Colombia vuelve a tender rieles, pero esta vez no solo para mover pasajeros: también para mover tensiones. El Regiotram de Occidente, la promesa ferroviaria que conectará a Bogotá con Facatativá, Madrid, Mosquera y Funza, ya muestra un avance cercano al 29 %. El primer tren eléctrico del país toma forma, pero no sin ruido: su ejecución está en manos del consorcio estatal chino CCECC, y eso, en pleno 2025, ya no es un dato neutro. Es un mensaje geopolítico.
Las cifras entusiasman: 17 estaciones, 39,6 kilómetros de doble vía, más de 130.000 pasajeros diarios, reducción drástica en tiempos de viaje y en emisiones. El proyecto —en manos de la Gobernación de Cundinamarca y cofinanciado con recursos de la Nación— tiene previsto iniciar operación por fases: una primera etapa en 2027 y su extensión completa a Bogotá en 2029. Una apuesta que, sobre el papel, rompe con el rezago ferroviario que ha arrastrado el país durante décadas.
Pero mientras los rieles se instalan, también se endurecen las advertencias desde Washington. Estados Unidos ha sido claro: considera que la creciente presencia china en infraestructura estratégica, como este tren, forma parte de una expansión peligrosa en América Latina.
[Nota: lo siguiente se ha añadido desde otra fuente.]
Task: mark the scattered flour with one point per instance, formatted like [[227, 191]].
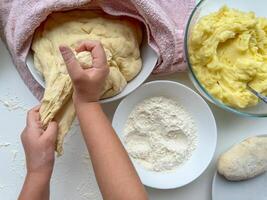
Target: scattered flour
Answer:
[[160, 134]]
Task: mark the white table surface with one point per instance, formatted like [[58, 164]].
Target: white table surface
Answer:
[[73, 176]]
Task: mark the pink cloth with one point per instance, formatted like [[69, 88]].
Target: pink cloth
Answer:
[[164, 21]]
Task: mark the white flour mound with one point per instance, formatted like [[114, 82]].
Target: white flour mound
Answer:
[[160, 134]]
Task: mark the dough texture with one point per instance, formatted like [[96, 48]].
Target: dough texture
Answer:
[[120, 37], [228, 50], [245, 160]]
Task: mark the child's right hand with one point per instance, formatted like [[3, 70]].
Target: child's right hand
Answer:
[[88, 83]]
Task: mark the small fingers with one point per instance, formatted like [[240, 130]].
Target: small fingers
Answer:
[[97, 51], [74, 69], [51, 132], [33, 116]]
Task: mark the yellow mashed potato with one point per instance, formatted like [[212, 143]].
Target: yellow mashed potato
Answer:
[[228, 50]]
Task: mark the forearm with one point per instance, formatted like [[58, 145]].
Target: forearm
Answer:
[[114, 171], [35, 187]]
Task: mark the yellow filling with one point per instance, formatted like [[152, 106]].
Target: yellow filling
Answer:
[[228, 50]]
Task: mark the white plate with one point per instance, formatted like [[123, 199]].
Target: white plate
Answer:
[[149, 59], [207, 132], [252, 189]]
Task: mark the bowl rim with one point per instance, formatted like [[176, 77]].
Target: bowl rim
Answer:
[[195, 79], [213, 121]]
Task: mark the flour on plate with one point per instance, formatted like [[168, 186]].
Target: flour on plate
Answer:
[[160, 134]]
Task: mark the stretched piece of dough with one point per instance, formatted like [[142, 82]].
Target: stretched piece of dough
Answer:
[[245, 160], [120, 37]]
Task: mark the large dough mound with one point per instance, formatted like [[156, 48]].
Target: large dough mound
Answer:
[[244, 160], [120, 37]]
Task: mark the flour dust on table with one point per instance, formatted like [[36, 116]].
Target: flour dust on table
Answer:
[[160, 134]]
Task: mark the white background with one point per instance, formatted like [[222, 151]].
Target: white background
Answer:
[[73, 178]]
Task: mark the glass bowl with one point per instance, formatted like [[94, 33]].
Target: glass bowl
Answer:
[[203, 8]]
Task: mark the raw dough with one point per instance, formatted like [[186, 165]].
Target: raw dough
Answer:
[[228, 50], [245, 160], [120, 37]]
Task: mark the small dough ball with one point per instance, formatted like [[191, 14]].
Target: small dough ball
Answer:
[[85, 59], [114, 83], [245, 160]]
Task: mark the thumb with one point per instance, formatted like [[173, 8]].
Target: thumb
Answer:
[[51, 132], [73, 66]]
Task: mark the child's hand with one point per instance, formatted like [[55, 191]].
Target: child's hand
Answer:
[[88, 83], [39, 144]]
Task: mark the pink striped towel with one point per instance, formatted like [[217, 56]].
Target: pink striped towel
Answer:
[[164, 21]]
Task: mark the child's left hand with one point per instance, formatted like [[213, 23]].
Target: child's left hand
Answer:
[[39, 144]]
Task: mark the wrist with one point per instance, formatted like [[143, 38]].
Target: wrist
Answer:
[[77, 100], [82, 104], [38, 178]]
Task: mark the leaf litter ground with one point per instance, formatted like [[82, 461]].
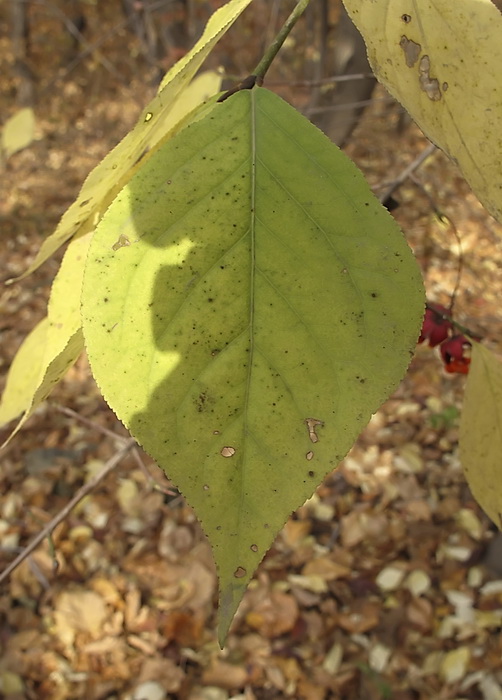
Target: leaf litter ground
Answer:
[[386, 584]]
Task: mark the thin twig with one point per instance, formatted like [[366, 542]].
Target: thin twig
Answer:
[[89, 423], [279, 40], [405, 174], [443, 218], [347, 77], [64, 512]]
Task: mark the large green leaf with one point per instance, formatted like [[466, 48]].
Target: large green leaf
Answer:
[[247, 305], [442, 59], [481, 431], [166, 112]]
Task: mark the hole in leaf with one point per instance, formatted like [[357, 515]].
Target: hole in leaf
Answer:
[[227, 451]]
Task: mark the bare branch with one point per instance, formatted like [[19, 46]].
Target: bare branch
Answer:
[[64, 512]]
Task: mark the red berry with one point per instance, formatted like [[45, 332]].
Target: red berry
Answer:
[[435, 327], [456, 354]]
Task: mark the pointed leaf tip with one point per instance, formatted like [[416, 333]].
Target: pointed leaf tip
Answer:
[[254, 322]]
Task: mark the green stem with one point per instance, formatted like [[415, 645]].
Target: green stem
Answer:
[[279, 40]]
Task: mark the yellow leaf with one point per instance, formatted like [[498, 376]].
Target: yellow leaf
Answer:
[[157, 122], [18, 132], [481, 431], [24, 374], [442, 59], [53, 346]]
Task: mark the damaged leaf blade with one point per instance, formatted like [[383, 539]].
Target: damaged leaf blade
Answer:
[[443, 60], [243, 314], [481, 431], [162, 115]]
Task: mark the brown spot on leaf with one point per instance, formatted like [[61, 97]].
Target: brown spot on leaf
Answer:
[[227, 451], [312, 424], [429, 85], [411, 50], [121, 242]]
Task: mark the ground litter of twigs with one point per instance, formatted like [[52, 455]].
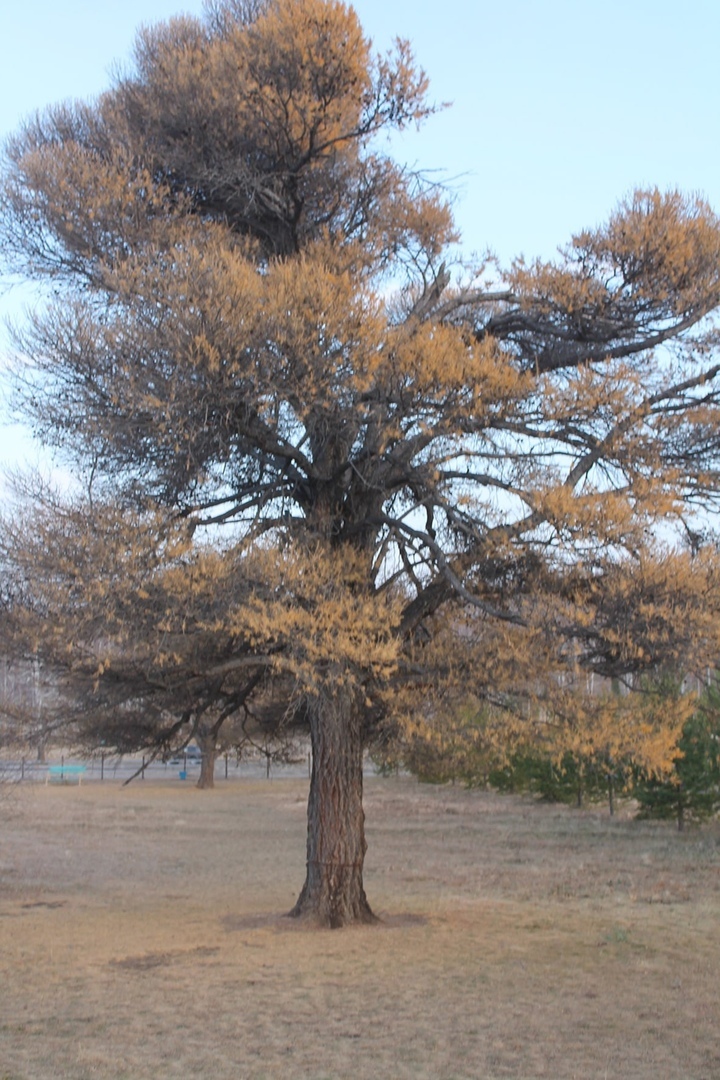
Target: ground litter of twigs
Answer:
[[143, 935]]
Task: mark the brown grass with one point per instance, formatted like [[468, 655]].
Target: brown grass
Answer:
[[141, 935]]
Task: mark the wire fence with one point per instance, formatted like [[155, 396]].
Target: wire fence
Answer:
[[182, 768]]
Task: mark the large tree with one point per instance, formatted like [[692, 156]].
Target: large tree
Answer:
[[313, 456]]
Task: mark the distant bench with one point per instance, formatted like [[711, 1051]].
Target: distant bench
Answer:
[[60, 771]]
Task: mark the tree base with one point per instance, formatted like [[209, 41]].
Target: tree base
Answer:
[[333, 896]]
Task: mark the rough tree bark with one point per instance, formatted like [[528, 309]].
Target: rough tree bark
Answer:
[[333, 894]]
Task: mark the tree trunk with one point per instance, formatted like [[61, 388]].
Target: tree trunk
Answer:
[[333, 894], [207, 744]]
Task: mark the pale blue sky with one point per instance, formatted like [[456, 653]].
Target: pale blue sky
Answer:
[[559, 108]]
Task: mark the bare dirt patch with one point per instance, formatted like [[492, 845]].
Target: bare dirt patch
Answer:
[[143, 935]]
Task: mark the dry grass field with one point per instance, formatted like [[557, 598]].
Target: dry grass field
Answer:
[[141, 935]]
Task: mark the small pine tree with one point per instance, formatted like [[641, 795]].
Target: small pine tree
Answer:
[[692, 790]]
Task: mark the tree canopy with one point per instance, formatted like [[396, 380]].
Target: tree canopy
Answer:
[[317, 454]]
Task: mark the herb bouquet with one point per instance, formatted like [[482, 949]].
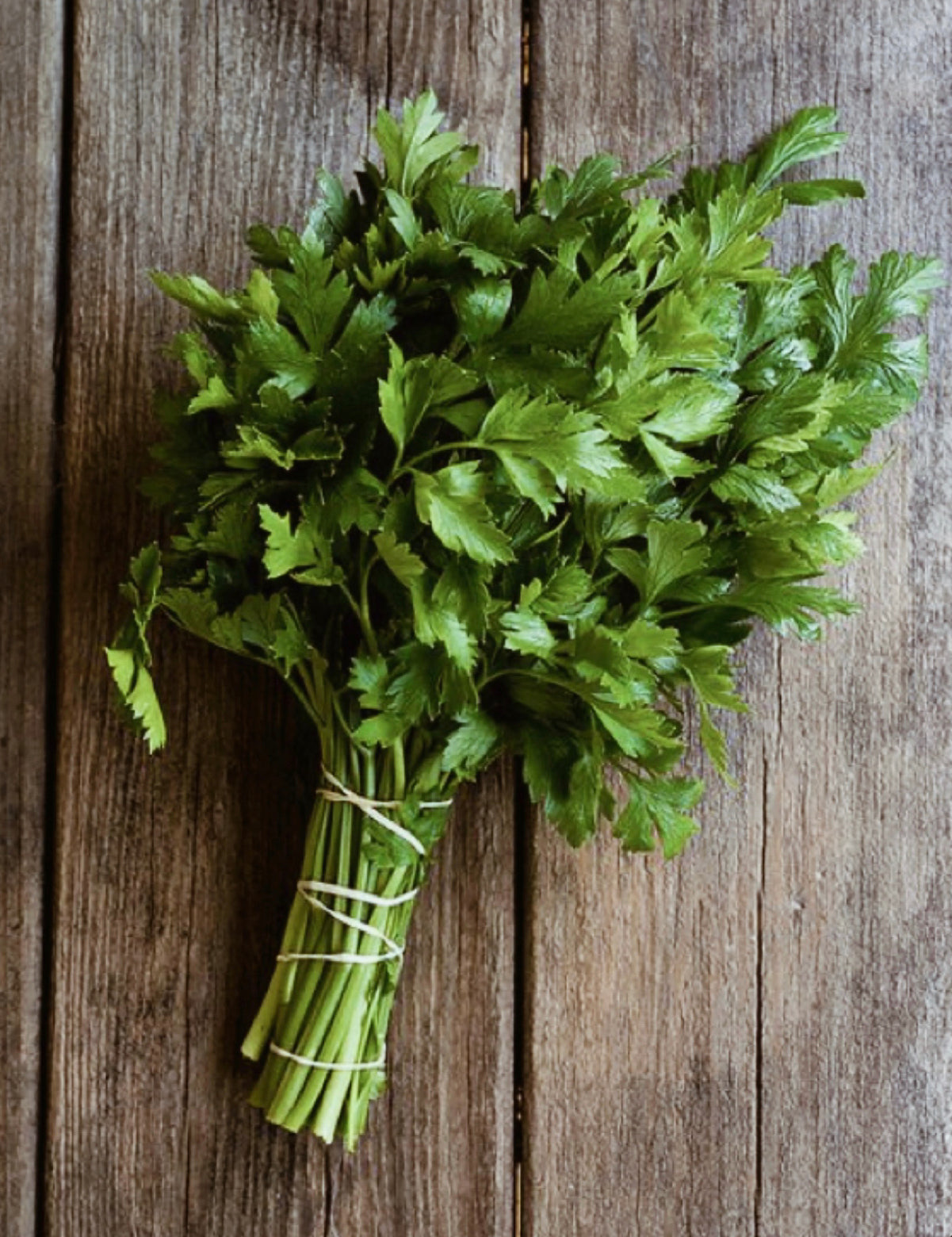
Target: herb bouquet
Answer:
[[479, 477]]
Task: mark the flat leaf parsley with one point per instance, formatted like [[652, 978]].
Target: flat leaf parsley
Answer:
[[477, 477]]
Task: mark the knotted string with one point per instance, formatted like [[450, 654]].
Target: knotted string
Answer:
[[309, 890]]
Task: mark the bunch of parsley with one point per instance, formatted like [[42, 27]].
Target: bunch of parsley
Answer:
[[479, 477]]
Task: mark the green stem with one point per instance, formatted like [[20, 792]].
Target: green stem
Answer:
[[335, 1011]]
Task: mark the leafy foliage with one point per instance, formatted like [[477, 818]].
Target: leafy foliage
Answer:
[[477, 477]]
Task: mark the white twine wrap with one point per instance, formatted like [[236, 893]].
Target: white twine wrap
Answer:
[[308, 890]]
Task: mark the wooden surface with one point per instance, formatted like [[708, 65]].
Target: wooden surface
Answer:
[[755, 1040], [767, 1028], [31, 86]]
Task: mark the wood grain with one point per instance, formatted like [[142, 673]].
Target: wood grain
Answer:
[[31, 64], [174, 876], [758, 1040]]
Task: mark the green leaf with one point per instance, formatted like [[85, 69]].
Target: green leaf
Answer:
[[660, 806], [526, 632], [472, 744], [400, 558], [742, 484], [675, 550], [404, 396], [450, 501], [139, 694], [285, 550]]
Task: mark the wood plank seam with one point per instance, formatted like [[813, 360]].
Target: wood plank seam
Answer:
[[55, 605]]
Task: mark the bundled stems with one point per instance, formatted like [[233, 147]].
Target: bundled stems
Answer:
[[323, 1023]]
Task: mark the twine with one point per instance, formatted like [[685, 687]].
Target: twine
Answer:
[[308, 890], [328, 1065]]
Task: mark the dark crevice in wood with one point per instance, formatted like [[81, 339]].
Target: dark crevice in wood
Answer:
[[55, 607], [522, 941], [768, 764], [526, 151], [522, 806], [328, 1195], [388, 79]]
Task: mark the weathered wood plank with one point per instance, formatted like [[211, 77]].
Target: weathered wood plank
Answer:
[[755, 1040], [857, 1110], [174, 875], [31, 71]]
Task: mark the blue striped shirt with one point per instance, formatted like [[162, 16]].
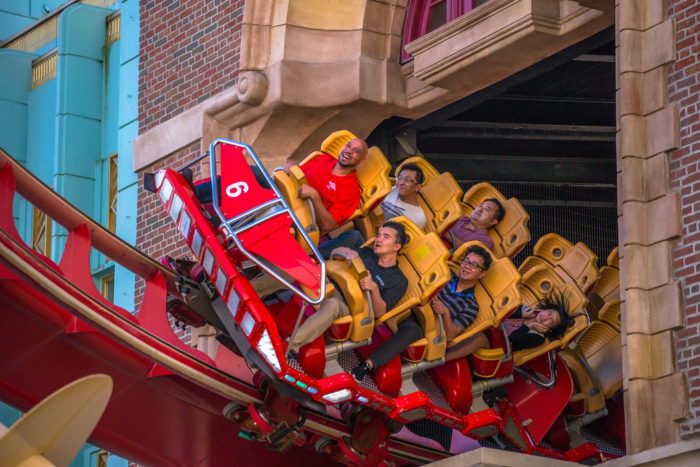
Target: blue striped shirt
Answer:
[[462, 305]]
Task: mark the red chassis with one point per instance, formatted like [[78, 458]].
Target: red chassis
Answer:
[[255, 223]]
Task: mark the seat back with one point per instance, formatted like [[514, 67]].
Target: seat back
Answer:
[[357, 326], [601, 345], [571, 262], [439, 196], [577, 304], [511, 234], [440, 202], [497, 292], [373, 177]]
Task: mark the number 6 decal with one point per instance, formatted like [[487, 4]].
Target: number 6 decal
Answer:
[[235, 189]]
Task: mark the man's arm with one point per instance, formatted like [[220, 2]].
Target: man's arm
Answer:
[[324, 219], [378, 303]]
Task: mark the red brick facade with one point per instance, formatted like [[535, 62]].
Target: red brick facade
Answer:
[[684, 91], [156, 233], [189, 51]]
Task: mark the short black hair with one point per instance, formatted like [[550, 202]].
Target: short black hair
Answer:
[[414, 167], [481, 251], [401, 236], [500, 211], [558, 302]]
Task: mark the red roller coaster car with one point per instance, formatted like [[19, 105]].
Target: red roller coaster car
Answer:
[[251, 231]]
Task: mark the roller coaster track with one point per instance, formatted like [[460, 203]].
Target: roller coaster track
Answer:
[[55, 326]]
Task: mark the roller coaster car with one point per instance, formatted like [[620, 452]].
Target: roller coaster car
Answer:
[[257, 225]]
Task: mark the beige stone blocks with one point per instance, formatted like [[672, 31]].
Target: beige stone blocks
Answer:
[[642, 93], [655, 310], [651, 222], [642, 51], [647, 267], [651, 407], [649, 135], [645, 179], [649, 356]]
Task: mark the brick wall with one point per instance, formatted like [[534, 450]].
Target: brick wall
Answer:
[[684, 89], [189, 51], [156, 233]]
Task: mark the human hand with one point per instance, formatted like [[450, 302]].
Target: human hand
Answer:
[[307, 191], [537, 327], [367, 283], [439, 307], [527, 313], [287, 166]]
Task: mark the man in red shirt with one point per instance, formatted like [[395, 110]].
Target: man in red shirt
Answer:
[[332, 185]]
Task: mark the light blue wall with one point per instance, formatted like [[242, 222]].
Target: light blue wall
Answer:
[[66, 129], [128, 130]]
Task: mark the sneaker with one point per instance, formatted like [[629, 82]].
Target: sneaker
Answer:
[[360, 371]]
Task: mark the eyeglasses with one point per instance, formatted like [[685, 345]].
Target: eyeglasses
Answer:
[[405, 179], [472, 264]]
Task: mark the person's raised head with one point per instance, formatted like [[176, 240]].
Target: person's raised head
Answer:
[[489, 213], [390, 238], [552, 311], [354, 152], [475, 263], [410, 180]]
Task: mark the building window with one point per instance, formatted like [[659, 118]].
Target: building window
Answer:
[[424, 16], [41, 232], [112, 194]]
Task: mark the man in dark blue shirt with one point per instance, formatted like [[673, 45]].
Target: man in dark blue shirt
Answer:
[[455, 302], [385, 282]]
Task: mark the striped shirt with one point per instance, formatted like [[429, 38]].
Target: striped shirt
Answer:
[[462, 305]]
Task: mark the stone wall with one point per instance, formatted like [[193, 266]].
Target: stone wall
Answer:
[[190, 50], [684, 91]]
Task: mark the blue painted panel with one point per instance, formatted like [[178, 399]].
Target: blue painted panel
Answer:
[[124, 288], [13, 121], [8, 415], [130, 30], [37, 8], [82, 31], [129, 84], [79, 191], [11, 24], [126, 209], [81, 83], [79, 145], [41, 133], [126, 176], [15, 85], [110, 121], [13, 6]]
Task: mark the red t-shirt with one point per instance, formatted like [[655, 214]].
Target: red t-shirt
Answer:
[[340, 194]]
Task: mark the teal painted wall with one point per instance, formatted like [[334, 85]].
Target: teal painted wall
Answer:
[[65, 130]]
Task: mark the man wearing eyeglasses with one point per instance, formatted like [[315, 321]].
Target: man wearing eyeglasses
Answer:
[[455, 302], [403, 198]]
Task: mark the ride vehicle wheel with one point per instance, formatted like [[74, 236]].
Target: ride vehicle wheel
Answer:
[[260, 381]]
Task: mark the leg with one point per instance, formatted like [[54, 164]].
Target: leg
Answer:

Más aún, tras la decisión del gobierno Petro de adherirse oficialmente a la Iniciativa de la Franja y la Ruta, el ambicioso megaproyecto global de inversión liderado por Pekín. Una jugada que ha tensado las relaciones con EE.UU. y podría cerrar el grifo de financiamiento internacional si los contratos favorecen a empresas chinas.
¿Debe Colombia suspender alianzas por temor a incomodar a sus aliados históricos? ¿O tiene derecho a diversificar socios cuando durante años se le negó inversión real en transporte férreo? Detrás de este tren hay algo más que vías: hay decisiones de fondo sobre hacia dónde —y con quién— queremos avanzar como país.
El Regiotram no es solo una obra civil. Es un termómetro de cómo se reconfigura el poder, no solo en el mapa, sino en cada decisión que parece técnica pero es profundamente política. Porque cada estación que se construya será también una señal: de independencia o de dependencia, de integración o de presión.
Lo que está en juego no es solo llegar más rápido a Bogotá. Es entender qué tipo de país estamos construyendo en el camino.